SFTP Is Still Around and That's OK

2021-02-18 internet programming

So it’s 2021 and about the entirety of my job is integrating third party systems with internal ones, which then reach out to other third-party services.

A lot of stuff uses SFTP still. In this day and age anything not on HTTP seems barbaric, but SFTP does have its advantages.

SFTP is format agnostic

This goes for HTTP as well, but you need to correctly set headers, and there’s a constant, incessant push for change for change’s sake.

SFTP works for cold storage

SFTP servers are a known entity, and can be used to point at an old directory full of files somewhere, an enterprise-grade SAN, or whatever. It’s file-focused where modern HTTP is more interaction/endpoint focused.

The S in SFTP is already “secure”

HTTP is insecure by default, though in recent years yes, HTTPS is now almost a default (but not behind the edge, which is a story for another day).

SFTP starts via an SSH session with proper key negotiation. This means every workflow you do with SSH (like exchanging keys that are not necessarily signed by a root authority) is supported with SFTP. Having just written a downtime postmortem about a party not presenting a correctly configured certificate chain on their HTTP service, the fact that less can go wrong in SFTP is comforting.

It’s hard to get SFTP wrong

HTTP changes. To do something simple like send a file in chunks you have to set up an HTTP server correctly and support all kinds of operating modes and implement a bunch of headers and make sure both the server and client and any proxy handles it correctly. SFTP has significantly less cruft, significantly fewer implementations, and therefore significantly fewer configurations to thing about.

SFTP semantically matches some workflows better

When you think about what you are doing, to download a batch file you:

Connect to a machine*
Go to the expected location
Download the file in a stream
Verify the file
Remove the remote file

* Yes, this includes opening socket connection, doing TLS negotiation, and then authenticating, which are 3 additional steps to be brought into consideration

In HTTP, it’s:

HTTP GET the location (steps 1, 2, 3)
Verify that locally (your application code)
HTTP DELETE the resource (provided the proxy/framework/application properly supports DELETE)

Since steps 1-3 are all enmeshed, you have to introspect on where the failure mode happened to figure out what went wrong.
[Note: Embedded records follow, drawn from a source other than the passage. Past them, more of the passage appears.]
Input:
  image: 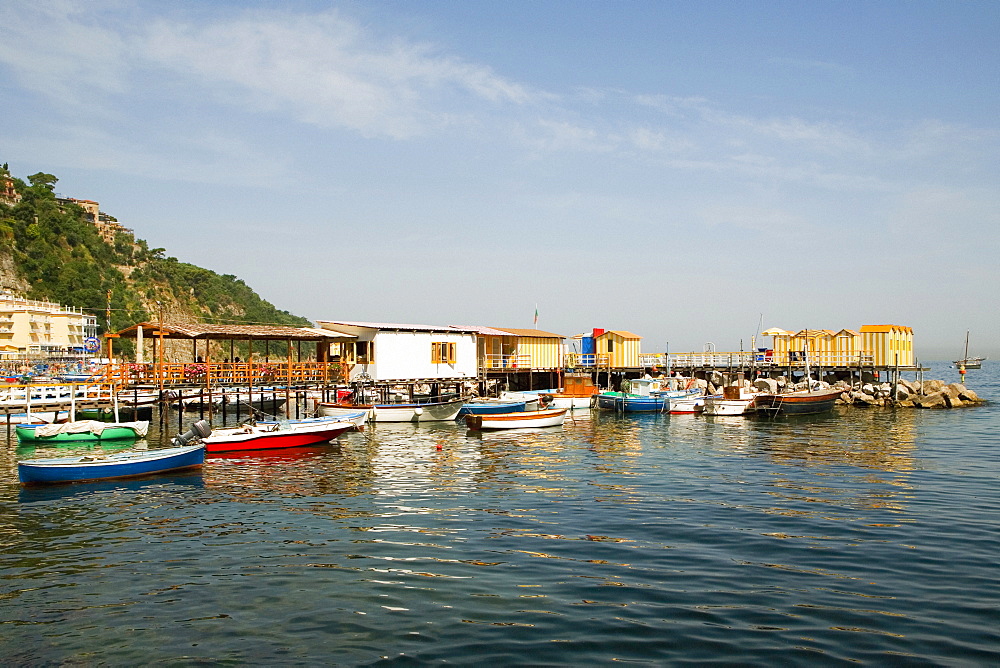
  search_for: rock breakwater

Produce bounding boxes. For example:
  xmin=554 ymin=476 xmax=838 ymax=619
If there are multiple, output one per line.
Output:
xmin=695 ymin=371 xmax=985 ymax=408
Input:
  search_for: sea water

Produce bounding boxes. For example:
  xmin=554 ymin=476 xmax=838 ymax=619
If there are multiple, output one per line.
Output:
xmin=0 ymin=361 xmax=1000 ymax=666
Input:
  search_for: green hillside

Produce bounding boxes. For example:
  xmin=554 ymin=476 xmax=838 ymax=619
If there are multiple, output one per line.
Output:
xmin=0 ymin=164 xmax=310 ymax=331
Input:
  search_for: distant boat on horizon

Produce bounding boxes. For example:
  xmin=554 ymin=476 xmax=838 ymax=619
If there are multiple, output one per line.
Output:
xmin=952 ymin=331 xmax=986 ymax=369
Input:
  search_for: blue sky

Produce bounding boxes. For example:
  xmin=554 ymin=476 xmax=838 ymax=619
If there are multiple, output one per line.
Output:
xmin=0 ymin=0 xmax=1000 ymax=359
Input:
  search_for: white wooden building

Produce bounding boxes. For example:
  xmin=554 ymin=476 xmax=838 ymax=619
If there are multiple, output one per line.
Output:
xmin=316 ymin=320 xmax=478 ymax=383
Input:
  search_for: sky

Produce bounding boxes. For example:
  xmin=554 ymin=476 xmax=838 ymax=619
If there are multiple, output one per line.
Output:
xmin=0 ymin=0 xmax=1000 ymax=360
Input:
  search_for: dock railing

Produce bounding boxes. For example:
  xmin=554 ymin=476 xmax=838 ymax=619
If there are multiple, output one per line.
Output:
xmin=479 ymin=355 xmax=531 ymax=370
xmin=101 ymin=360 xmax=348 ymax=387
xmin=664 ymin=350 xmax=875 ymax=368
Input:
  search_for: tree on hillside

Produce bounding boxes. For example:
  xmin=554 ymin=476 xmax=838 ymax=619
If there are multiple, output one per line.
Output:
xmin=28 ymin=172 xmax=59 ymax=192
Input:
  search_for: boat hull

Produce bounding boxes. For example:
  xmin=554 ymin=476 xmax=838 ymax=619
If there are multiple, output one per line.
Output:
xmin=202 ymin=420 xmax=355 ymax=453
xmin=702 ymin=397 xmax=754 ymax=415
xmin=465 ymin=408 xmax=568 ymax=431
xmin=17 ymin=444 xmax=205 ymax=485
xmin=316 ymin=399 xmax=465 ymax=422
xmin=14 ymin=420 xmax=149 ymax=445
xmin=597 ymin=392 xmax=670 ymax=413
xmin=544 ymin=394 xmax=597 ymax=410
xmin=458 ymin=401 xmax=525 ymax=418
xmin=754 ymin=390 xmax=841 ymax=415
xmin=670 ymin=396 xmax=705 ymax=415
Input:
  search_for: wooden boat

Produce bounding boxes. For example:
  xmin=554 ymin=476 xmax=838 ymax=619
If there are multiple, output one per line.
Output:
xmin=14 ymin=420 xmax=149 ymax=445
xmin=541 ymin=373 xmax=600 ymax=409
xmin=753 ymin=390 xmax=842 ymax=415
xmin=542 ymin=393 xmax=597 ymax=410
xmin=170 ymin=387 xmax=287 ymax=412
xmin=702 ymin=386 xmax=760 ymax=415
xmin=465 ymin=408 xmax=567 ymax=431
xmin=316 ymin=398 xmax=465 ymax=422
xmin=0 ymin=411 xmax=63 ymax=424
xmin=202 ymin=420 xmax=356 ymax=452
xmin=669 ymin=394 xmax=706 ymax=414
xmin=256 ymin=411 xmax=368 ymax=429
xmin=458 ymin=399 xmax=525 ymax=419
xmin=76 ymin=406 xmax=153 ymax=422
xmin=597 ymin=392 xmax=670 ymax=413
xmin=17 ymin=443 xmax=205 ymax=485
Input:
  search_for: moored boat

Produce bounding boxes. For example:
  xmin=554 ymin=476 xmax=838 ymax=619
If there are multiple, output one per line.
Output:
xmin=458 ymin=399 xmax=525 ymax=419
xmin=202 ymin=419 xmax=357 ymax=453
xmin=702 ymin=386 xmax=759 ymax=415
xmin=952 ymin=332 xmax=986 ymax=369
xmin=17 ymin=443 xmax=205 ymax=485
xmin=597 ymin=392 xmax=670 ymax=413
xmin=316 ymin=398 xmax=465 ymax=422
xmin=669 ymin=393 xmax=706 ymax=415
xmin=952 ymin=357 xmax=987 ymax=369
xmin=465 ymin=408 xmax=568 ymax=430
xmin=753 ymin=390 xmax=841 ymax=415
xmin=14 ymin=420 xmax=149 ymax=444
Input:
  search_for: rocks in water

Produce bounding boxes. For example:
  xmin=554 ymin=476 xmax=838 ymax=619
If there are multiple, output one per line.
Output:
xmin=913 ymin=392 xmax=948 ymax=408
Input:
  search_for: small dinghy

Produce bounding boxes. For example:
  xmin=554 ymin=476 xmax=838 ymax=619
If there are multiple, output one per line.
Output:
xmin=465 ymin=408 xmax=568 ymax=430
xmin=17 ymin=443 xmax=205 ymax=485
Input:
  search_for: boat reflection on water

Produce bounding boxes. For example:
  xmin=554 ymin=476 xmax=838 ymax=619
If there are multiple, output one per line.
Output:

With SFTP it’s

Connect to SFTP server (step 1)
CD path (step 2)
GET file (step 3)
Verify file locally (application code) (step 4)
RM path (step 5)

Semantically the steps to accomplish the workflow make it easier to wrap each step in a single try-except rather than have to dig into what went wrong in the HTTP transaction. The code, while simple, is simple. This makes it more readable and easier to both write and reason about.

It’s easy to consume

Consuming files via an SFTP client is as easy to do as consuming via an HTTP client, with significantly fewer failure modes.

It works to keep the world working

SFTP powers the financial world. Every day millions (billions? I honestly have no idea) of financial transactions are compelted via the ACH system, which is text files over SFTP. Similar batch jobs are completed for all kinds of similar systems which may be mainframes running COBOL or “cutting-edge” Enterprise Java rats’ nests of code copying files over to a Linux machine somewhere to expose them to the world.